Documentos estadounidenses también lo identificaron como un alto funcionario de inteligencia responsable de actividades relacionadas con movimientos revolucionarios latinoamericanos.

Durante décadas, Piñeiro mantuvo acceso a información extremadamente sensible y sostuvo relaciones directas con Fidel Castro. Su trayectoria estuvo vinculada a la política cubana hacia movimientos guerrilleros y partidos de izquierda de la región.

En 1997 dejó el Comité Central del Partido Comunista después de más de tres décadas y se retiró de sus responsabilidades activas. La propia versión oficial cubana reconoce que entonces comenzó a trabajar con intensidad en investigaciones históricas y en la recopilación de sus recuerdos.

Ahí comienza la parte más intrigante de la historia.

ESTABA ESCRIBIENDO SUS RECUERDOS CUANDO MURIÓ

Piñeiro había empezado a ordenar décadas de experiencias relacionadas con la Revolución cubana y América Latina. EcuRed señala expresamente que después de su retiro en 1997 comenzó un esfuerzo para transmitir sus vivencias y reconstruir aquella historia.

El medio independiente 14ymedio retomó en 2024 esta circunstancia al señalar que murió mientras preparaba su autobiografía, obra que nunca llegó a publicarse.

Eso convierte inevitablemente sus papeles en una pieza importante del misterio. Pero no encontramos documentación sólida que demuestre que agentes de la Seguridad del Estado irrumpieran en su casa inmediatamente después de su muerte y confiscaran todos sus manuscritos, como sostienen algunas versiones.

Tampoco existe evidencia verificable de que sus memorias contuvieran revelaciones sobre narcotráfico, el asesinato de John F. Kennedy, la muerte de Che Guevara o la Causa Ochoa.

QUÉ SE SABE DE LA NOCHE DEL ACCIDENTE

La prensa oficial cubana mantiene una versión concreta: Piñeiro murió el 11 de marzo de 1998 después de estrellarse contra un árbol mientras regresaba a casa tras participar en las conmemoraciones del aniversario del Segundo Frente Oriental. Según esa versión, el accidente ocurrió durante un episodio diabético.

Despachos internacionales de aquellos días también reportaron su muerte como consecuencia de un accidente automovilístico.

La documentación disponible no permite demostrar que el vehículo fuera manipulado, que hubiera otro automóvil involucrado o que Piñeiro fuera atacado antes del choque.

Por eso existe una diferencia fundamental entre decir que su muerte ha generado sospechas y afirmar que fue asesinado. Lo primero es cierto. Lo segundo no está demostrado.

¿POR QUÉ SIGUE EXISTIENDO EL MISTERIO?

La razón está en la biografía del propio Piñeiro. Había estado presente en las estructuras más sensibles del sistema cubano prácticamente desde su nacimiento. Conoció desde dentro operaciones clandestinas, estrategias internacionales y relaciones que durante décadas fueron mantenidas lejos de la opinión pública.

Además, su muerte ocurrió apenas un año después de abandonar el Comité Central y mientras organizaba sus recuerdos.

A eso se suma otro elemento más reciente.

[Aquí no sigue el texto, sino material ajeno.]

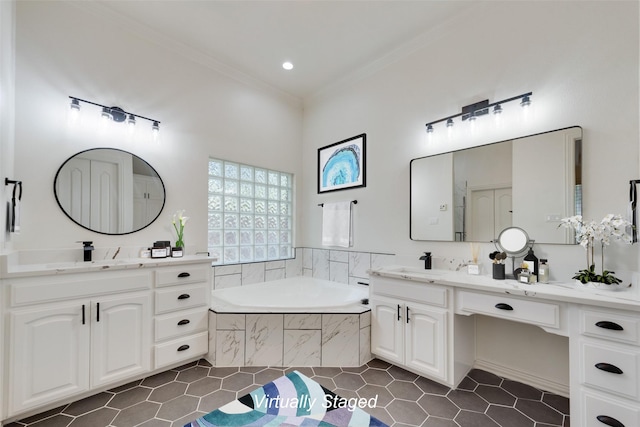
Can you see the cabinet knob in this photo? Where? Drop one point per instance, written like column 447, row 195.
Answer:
column 608, row 367
column 605, row 324
column 610, row 421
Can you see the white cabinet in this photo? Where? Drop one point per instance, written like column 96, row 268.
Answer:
column 120, row 338
column 49, row 354
column 605, row 376
column 182, row 298
column 59, row 346
column 67, row 348
column 409, row 333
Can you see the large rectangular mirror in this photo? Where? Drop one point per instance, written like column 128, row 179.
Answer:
column 471, row 195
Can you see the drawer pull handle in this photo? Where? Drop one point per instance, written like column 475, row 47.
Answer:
column 610, row 421
column 607, row 367
column 605, row 324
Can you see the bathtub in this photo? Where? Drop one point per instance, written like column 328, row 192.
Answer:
column 292, row 295
column 298, row 321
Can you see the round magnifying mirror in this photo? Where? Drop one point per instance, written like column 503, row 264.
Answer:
column 513, row 240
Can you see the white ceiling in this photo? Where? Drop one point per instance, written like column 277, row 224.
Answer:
column 326, row 40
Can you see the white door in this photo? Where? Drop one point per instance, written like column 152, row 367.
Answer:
column 387, row 329
column 49, row 354
column 121, row 337
column 503, row 216
column 426, row 341
column 489, row 213
column 105, row 197
column 73, row 188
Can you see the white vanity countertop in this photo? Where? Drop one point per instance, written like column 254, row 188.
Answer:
column 9, row 269
column 627, row 299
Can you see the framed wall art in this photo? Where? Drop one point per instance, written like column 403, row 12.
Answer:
column 342, row 165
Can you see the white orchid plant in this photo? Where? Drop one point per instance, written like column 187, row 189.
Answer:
column 612, row 227
column 179, row 221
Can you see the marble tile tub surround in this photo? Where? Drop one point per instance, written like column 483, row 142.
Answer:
column 340, row 266
column 290, row 339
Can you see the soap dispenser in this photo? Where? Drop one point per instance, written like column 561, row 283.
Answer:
column 427, row 260
column 531, row 260
column 87, row 247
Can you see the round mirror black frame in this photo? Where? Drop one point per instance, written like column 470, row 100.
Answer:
column 121, row 152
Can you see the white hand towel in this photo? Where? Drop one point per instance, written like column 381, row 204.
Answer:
column 15, row 219
column 336, row 224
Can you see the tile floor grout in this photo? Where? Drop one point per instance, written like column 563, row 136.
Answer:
column 177, row 396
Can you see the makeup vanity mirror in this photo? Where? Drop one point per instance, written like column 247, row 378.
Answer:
column 109, row 191
column 471, row 195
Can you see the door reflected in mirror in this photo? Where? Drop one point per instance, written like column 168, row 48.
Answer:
column 473, row 194
column 109, row 191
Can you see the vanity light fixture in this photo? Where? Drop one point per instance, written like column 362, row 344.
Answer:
column 115, row 114
column 472, row 111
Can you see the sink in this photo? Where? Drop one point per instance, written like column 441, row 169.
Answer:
column 410, row 271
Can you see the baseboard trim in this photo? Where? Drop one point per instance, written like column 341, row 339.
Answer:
column 523, row 377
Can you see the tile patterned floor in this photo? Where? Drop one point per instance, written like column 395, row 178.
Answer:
column 177, row 396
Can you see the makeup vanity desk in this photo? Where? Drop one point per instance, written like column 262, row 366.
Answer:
column 423, row 320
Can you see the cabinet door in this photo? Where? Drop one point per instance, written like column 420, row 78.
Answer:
column 426, row 341
column 121, row 337
column 387, row 329
column 49, row 350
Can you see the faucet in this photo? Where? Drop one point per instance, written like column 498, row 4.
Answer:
column 87, row 248
column 427, row 260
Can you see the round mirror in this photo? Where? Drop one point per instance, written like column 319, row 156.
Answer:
column 513, row 240
column 109, row 191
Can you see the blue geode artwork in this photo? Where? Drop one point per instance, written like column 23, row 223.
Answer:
column 341, row 165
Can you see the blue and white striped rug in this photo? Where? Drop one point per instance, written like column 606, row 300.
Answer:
column 291, row 400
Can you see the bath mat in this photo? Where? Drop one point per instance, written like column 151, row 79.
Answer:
column 291, row 400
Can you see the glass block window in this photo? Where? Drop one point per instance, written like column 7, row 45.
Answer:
column 250, row 213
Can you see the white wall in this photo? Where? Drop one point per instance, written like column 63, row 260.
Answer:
column 582, row 67
column 64, row 49
column 7, row 108
column 580, row 59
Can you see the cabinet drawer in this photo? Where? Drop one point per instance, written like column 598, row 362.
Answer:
column 69, row 286
column 533, row 312
column 181, row 349
column 180, row 324
column 424, row 293
column 181, row 297
column 611, row 368
column 614, row 327
column 182, row 275
column 599, row 411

En marzo de 2024, 14ymedio cuestionó la escasa presencia de Piñeiro en los homenajes oficiales por el aniversario de los órganos de la Seguridad del Estado y habló de un intento de reducir su protagonismo histórico. Días después, sin embargo, medios oficiales promovieron la exhibición de un documental dedicado a su figura, lo que demuestra que no puede hablarse de una eliminación completa de su memoria oficial.

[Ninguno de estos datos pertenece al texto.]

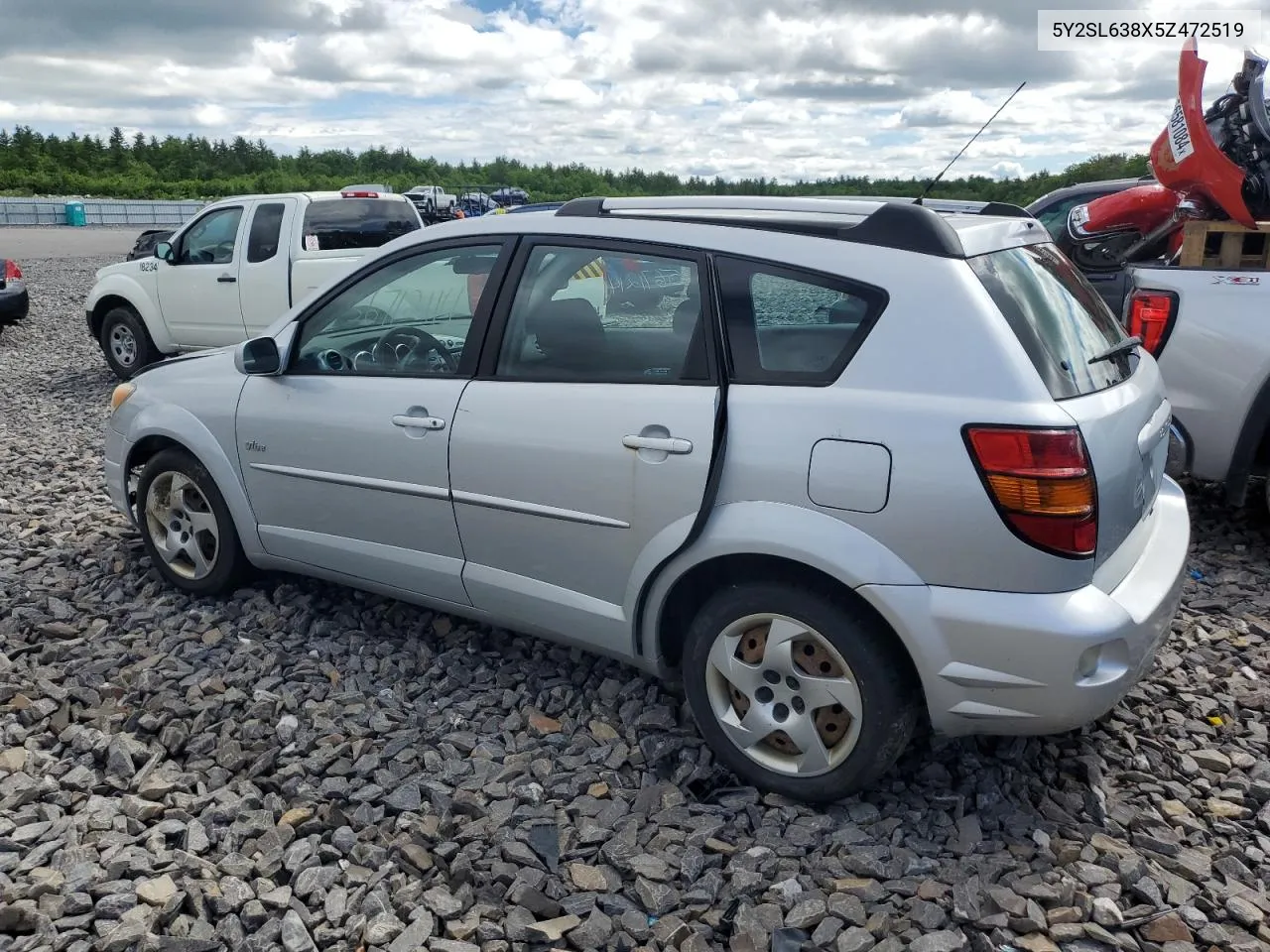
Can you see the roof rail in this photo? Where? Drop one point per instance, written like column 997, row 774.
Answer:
column 889, row 222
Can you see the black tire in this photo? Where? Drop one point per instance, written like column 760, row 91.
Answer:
column 119, row 325
column 890, row 698
column 230, row 563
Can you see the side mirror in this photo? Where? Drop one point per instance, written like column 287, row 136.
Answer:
column 258, row 357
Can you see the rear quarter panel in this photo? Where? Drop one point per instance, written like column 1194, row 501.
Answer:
column 1216, row 358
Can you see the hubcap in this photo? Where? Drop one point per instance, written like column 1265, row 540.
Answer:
column 123, row 344
column 784, row 694
column 182, row 526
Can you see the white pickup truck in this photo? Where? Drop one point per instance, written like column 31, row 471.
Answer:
column 235, row 268
column 432, row 200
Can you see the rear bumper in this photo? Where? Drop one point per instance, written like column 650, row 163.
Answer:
column 1180, row 451
column 1034, row 664
column 14, row 302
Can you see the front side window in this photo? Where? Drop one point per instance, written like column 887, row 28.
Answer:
column 266, row 231
column 408, row 318
column 211, row 239
column 792, row 326
column 590, row 315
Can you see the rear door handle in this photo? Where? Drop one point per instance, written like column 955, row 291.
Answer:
column 420, row 422
column 667, row 444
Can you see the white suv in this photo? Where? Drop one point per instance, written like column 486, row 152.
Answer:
column 834, row 465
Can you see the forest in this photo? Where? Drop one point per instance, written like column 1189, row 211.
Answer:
column 195, row 168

La muerte de “Barbarroja” sigue siendo, por tanto, una historia donde los hechos comprobados conviven con una enorme zona de especulación. Manuel Piñeiro murió en un accidente automovilístico según todas las fuentes oficiales disponibles. Que aquel accidente fuera provocado es una hipótesis.

Y casi tres décadas después, ninguna prueba pública permite cerrar definitivamente esa segunda posibilidad.